Gli adulti non possono più offrire risposte preconfezionate ma devono piuttosto creare spazi dove le domande dei ragazzi possano esistere e trovare dignità. Spiega Costa: «La Chiesa diventa attrattiva per i giovani se sa essere un luogo in cui anche chi ha dubbi su Dio o sulla religione si sente accolto, non giudicato. Dove l’adulto non impone verità assolute, ma resta nella relazione». E aggiunge: «Prima ancora di rispondere ai giovani, dovremmo chiederci che idea abbiamo noi della spiritualità. Se un adulto ha fatto i conti con questi temi e li ha risolti in se stesso saprà accogliere le domande senza imbarazzo. Ma se le teme o le evita, il giovane cercherà altrove e spesso in luoghi non preparati ad accompagnarlo davvero».
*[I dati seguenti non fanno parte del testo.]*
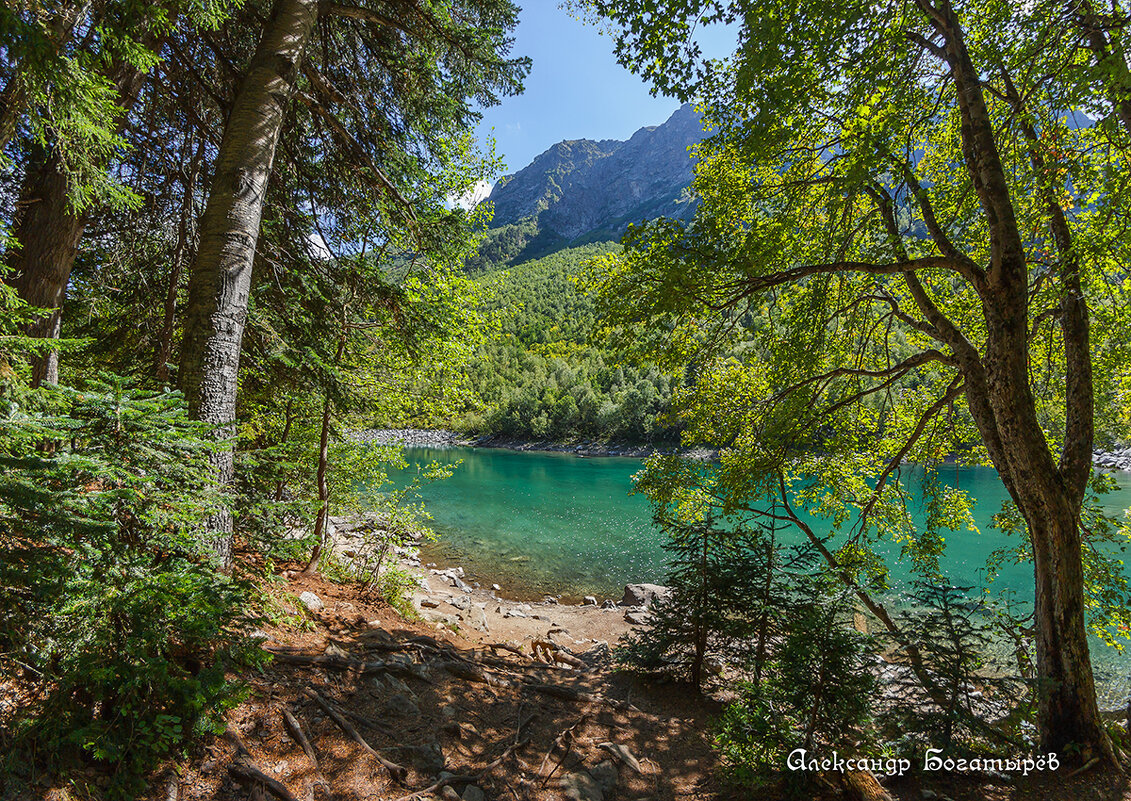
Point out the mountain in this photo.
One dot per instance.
(583, 190)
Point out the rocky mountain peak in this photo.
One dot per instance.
(587, 190)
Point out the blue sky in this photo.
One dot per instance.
(576, 89)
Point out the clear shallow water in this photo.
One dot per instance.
(541, 523)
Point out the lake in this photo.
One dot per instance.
(544, 523)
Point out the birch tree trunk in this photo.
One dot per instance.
(221, 276)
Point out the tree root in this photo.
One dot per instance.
(294, 729)
(396, 772)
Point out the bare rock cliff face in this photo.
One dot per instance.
(590, 190)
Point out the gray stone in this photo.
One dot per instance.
(477, 617)
(311, 602)
(460, 602)
(581, 786)
(605, 774)
(644, 594)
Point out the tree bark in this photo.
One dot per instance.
(1001, 402)
(48, 234)
(180, 252)
(221, 277)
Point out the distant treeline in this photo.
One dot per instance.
(544, 377)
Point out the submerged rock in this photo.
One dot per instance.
(644, 594)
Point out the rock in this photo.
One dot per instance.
(579, 186)
(624, 755)
(605, 775)
(311, 602)
(460, 602)
(477, 617)
(441, 619)
(580, 786)
(644, 594)
(400, 704)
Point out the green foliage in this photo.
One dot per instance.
(817, 690)
(121, 627)
(541, 378)
(726, 596)
(974, 673)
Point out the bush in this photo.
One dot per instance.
(112, 621)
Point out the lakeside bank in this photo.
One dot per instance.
(1117, 458)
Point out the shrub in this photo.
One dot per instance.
(114, 623)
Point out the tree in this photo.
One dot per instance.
(421, 66)
(74, 95)
(897, 194)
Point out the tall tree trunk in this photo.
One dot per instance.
(221, 278)
(180, 251)
(1000, 398)
(48, 233)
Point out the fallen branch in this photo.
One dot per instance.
(340, 663)
(464, 778)
(294, 729)
(396, 772)
(563, 741)
(469, 671)
(248, 773)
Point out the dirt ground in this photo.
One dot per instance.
(396, 709)
(431, 700)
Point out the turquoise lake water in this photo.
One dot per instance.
(540, 523)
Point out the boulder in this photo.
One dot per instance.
(644, 594)
(477, 617)
(311, 602)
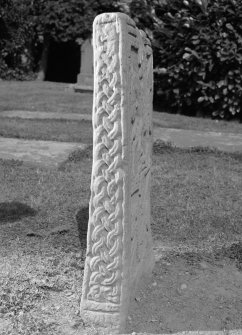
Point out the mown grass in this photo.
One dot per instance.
(60, 98)
(51, 130)
(43, 96)
(196, 202)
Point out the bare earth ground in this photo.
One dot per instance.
(196, 225)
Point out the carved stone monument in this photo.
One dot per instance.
(85, 77)
(119, 242)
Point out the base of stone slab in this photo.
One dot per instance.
(40, 153)
(98, 319)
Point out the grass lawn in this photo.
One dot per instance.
(51, 130)
(196, 205)
(196, 217)
(57, 97)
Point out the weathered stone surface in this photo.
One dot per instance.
(119, 243)
(85, 77)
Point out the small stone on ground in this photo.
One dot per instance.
(45, 153)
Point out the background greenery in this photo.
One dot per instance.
(197, 45)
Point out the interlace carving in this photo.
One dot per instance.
(106, 211)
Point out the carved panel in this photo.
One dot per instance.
(119, 239)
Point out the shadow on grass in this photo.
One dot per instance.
(82, 216)
(14, 211)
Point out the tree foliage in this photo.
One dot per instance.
(197, 54)
(25, 25)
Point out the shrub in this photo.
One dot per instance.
(198, 56)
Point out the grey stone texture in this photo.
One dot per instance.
(119, 243)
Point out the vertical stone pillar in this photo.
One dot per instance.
(119, 243)
(85, 77)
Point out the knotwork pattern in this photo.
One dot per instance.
(106, 205)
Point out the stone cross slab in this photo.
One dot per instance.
(119, 243)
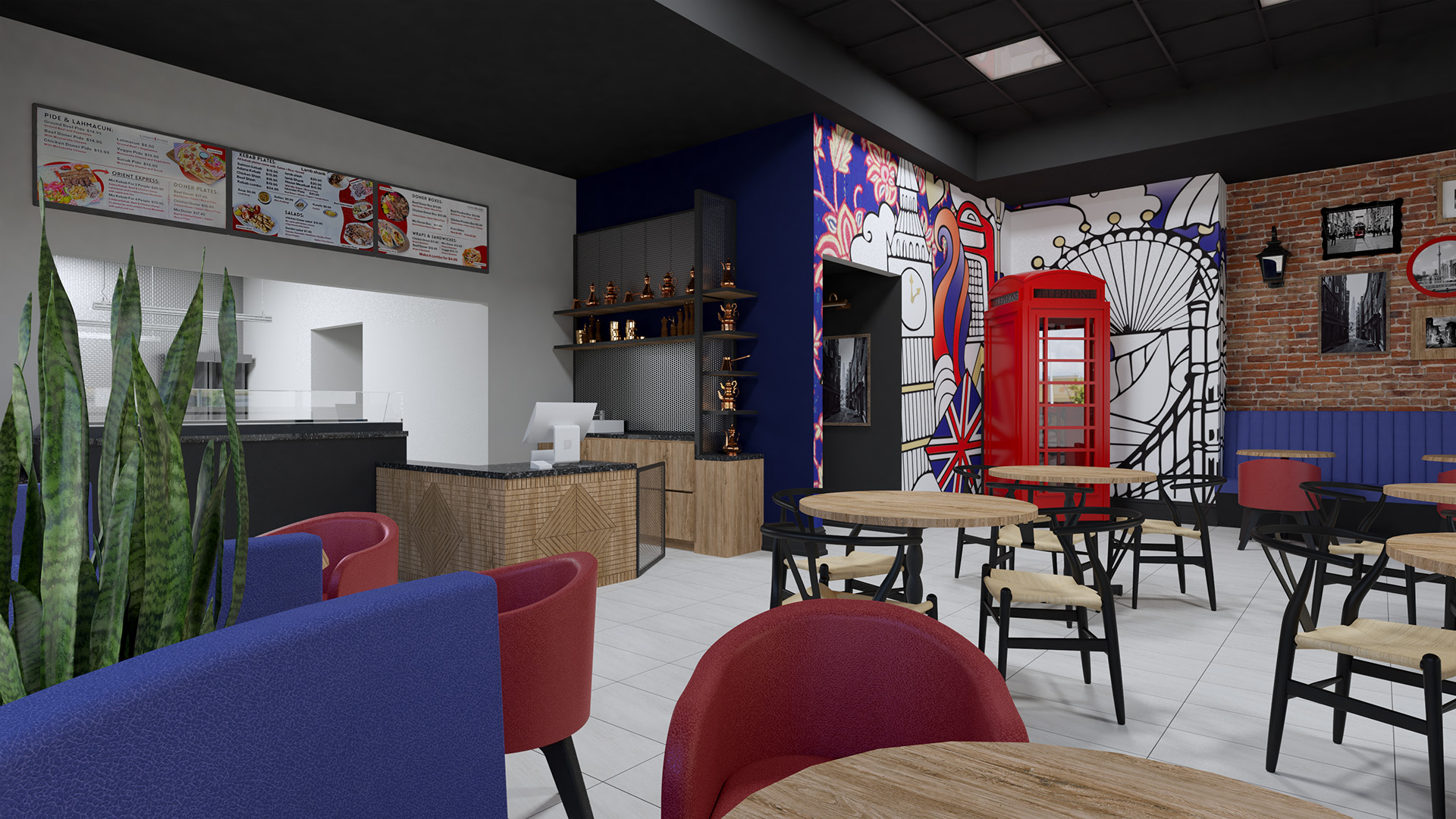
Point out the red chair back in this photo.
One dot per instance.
(363, 550)
(548, 613)
(1273, 484)
(817, 681)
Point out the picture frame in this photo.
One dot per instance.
(1445, 197)
(1360, 229)
(1427, 319)
(846, 381)
(1432, 268)
(1354, 311)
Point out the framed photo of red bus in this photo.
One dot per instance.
(1432, 268)
(1363, 229)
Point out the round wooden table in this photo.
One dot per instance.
(1286, 453)
(1014, 780)
(916, 512)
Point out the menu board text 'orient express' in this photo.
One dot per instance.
(93, 164)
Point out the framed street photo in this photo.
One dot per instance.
(846, 381)
(1362, 229)
(1433, 331)
(1351, 312)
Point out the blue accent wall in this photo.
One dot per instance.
(1370, 447)
(770, 174)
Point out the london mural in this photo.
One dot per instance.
(1158, 246)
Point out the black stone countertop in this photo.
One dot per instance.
(506, 471)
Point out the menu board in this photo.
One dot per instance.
(293, 202)
(93, 164)
(424, 226)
La Chiesa diventa attrattiva per i giovani se sa essere un luogo in cui anche chi ha dubbi su Dio o sulla religione si sente accolto, non giudicato. Dove l’adulto non impone verità assolute, ma resta nella relazione
Giulio Costa
In fondo, conclude Costa, «la spiritualità è anche una forma di educazione sentimentale. Un terreno fragile e complesso, fatto di domande, incertezze e desiderio di verità. Un adolescente, per definizione, è scomodo. Ma è proprio in quella scomodità che possiamo imparare a crescere con lui».
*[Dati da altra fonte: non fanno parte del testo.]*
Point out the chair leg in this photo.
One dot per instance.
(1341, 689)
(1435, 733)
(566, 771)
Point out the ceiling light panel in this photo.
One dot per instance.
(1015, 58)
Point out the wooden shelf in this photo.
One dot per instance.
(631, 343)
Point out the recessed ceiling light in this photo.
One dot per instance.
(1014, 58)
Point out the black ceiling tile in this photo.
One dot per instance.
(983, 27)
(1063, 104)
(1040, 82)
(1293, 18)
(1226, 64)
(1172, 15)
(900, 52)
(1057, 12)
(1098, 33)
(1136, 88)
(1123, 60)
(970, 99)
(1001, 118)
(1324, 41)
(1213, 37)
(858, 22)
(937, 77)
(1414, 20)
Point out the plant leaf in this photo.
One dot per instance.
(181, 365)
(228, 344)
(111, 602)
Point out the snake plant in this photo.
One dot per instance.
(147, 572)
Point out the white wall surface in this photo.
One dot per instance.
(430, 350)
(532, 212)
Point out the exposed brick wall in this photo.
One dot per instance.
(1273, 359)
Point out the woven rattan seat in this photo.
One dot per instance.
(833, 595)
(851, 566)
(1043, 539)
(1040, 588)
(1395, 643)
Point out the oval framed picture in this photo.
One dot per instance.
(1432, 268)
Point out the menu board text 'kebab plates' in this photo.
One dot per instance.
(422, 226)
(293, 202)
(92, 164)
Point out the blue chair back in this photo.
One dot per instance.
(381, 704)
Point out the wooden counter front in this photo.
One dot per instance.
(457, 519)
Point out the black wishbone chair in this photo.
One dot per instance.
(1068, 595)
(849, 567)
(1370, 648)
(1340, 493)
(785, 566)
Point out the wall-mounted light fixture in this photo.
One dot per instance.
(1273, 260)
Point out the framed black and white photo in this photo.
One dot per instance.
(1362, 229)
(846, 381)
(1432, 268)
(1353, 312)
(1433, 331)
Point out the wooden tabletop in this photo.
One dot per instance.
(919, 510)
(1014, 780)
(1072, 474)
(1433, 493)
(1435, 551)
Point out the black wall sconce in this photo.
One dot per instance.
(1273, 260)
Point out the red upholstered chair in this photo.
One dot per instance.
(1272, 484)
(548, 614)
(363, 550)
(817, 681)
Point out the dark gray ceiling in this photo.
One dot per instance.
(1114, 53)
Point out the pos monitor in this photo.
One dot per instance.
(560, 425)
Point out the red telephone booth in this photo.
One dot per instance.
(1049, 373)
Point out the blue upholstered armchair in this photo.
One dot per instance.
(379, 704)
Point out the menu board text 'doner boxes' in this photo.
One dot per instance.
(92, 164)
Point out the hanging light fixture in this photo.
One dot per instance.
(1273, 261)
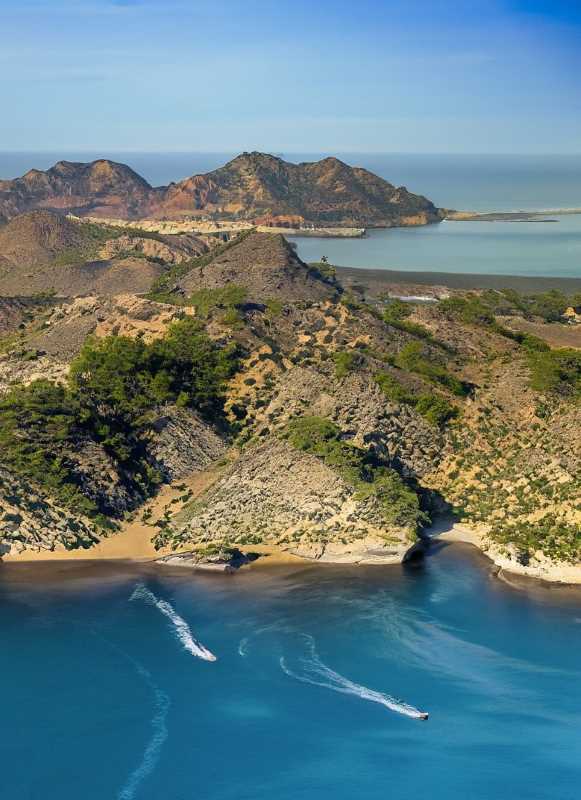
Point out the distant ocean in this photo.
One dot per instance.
(468, 182)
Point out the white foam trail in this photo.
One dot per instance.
(159, 735)
(181, 627)
(318, 674)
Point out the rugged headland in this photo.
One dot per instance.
(278, 407)
(253, 186)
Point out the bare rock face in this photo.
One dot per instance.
(266, 266)
(101, 188)
(183, 443)
(276, 494)
(395, 434)
(251, 186)
(169, 249)
(40, 236)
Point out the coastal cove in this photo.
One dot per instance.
(317, 669)
(529, 249)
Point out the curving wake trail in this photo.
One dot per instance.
(181, 627)
(153, 749)
(318, 674)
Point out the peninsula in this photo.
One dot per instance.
(280, 404)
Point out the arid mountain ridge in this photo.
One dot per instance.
(253, 186)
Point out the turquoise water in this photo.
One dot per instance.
(532, 249)
(110, 693)
(483, 183)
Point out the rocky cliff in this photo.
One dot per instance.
(253, 186)
(412, 408)
(101, 188)
(45, 251)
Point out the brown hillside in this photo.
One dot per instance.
(100, 188)
(267, 267)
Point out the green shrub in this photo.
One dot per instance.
(228, 297)
(114, 386)
(556, 371)
(322, 438)
(414, 358)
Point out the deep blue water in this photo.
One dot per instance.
(471, 182)
(102, 700)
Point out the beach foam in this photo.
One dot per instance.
(152, 751)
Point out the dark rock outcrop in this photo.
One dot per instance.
(251, 186)
(100, 188)
(267, 267)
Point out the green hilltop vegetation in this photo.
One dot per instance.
(114, 387)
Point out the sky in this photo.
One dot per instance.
(417, 76)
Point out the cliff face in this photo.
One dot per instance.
(327, 192)
(46, 251)
(440, 398)
(250, 187)
(101, 188)
(268, 269)
(277, 495)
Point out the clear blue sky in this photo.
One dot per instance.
(498, 76)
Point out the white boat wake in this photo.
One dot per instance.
(181, 627)
(316, 673)
(159, 735)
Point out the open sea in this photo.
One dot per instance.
(110, 690)
(468, 182)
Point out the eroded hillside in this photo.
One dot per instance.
(340, 425)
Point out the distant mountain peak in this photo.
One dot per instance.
(251, 186)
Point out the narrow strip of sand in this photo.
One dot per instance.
(541, 568)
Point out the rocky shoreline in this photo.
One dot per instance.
(540, 568)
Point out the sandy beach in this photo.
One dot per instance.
(542, 568)
(133, 542)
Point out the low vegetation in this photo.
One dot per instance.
(162, 290)
(321, 438)
(115, 385)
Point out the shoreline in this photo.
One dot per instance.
(455, 280)
(544, 571)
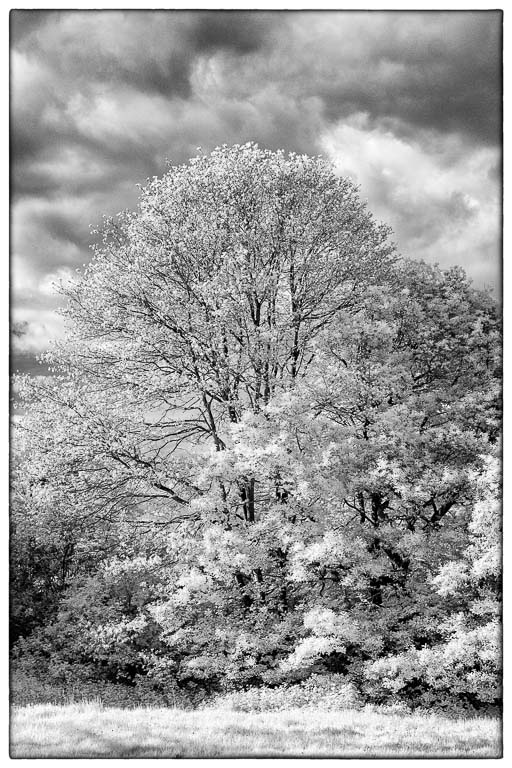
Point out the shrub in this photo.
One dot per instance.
(323, 692)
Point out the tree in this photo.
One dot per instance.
(291, 419)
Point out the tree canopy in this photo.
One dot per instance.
(268, 449)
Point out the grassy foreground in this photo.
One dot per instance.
(91, 730)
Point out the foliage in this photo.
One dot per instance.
(270, 441)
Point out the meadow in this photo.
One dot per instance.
(91, 730)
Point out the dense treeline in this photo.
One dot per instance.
(268, 451)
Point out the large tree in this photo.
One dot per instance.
(289, 420)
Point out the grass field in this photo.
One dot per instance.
(91, 730)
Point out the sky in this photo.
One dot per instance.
(408, 104)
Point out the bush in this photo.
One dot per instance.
(323, 692)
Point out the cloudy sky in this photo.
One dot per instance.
(406, 103)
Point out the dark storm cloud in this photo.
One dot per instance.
(447, 78)
(101, 99)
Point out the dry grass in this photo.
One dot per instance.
(90, 730)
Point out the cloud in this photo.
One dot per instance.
(441, 202)
(409, 103)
Parole che richiamano quanto lo stesso Costa ha scritto nel numero di VITA Perché non vogliamo figli, dove sottolinea l’importanza di accogliere l’altro nella sua irriducibile alterità spiegando che: «Dobbiamo spostarci allora dalla genitorialità come dovere alla genitorialità come desiderio: il desiderio in quanto tale prevede un confronto con il rischio che il figlio possa non esserci, che possa essere diverso dalle nostre attese, persino che possa essere imperfetto».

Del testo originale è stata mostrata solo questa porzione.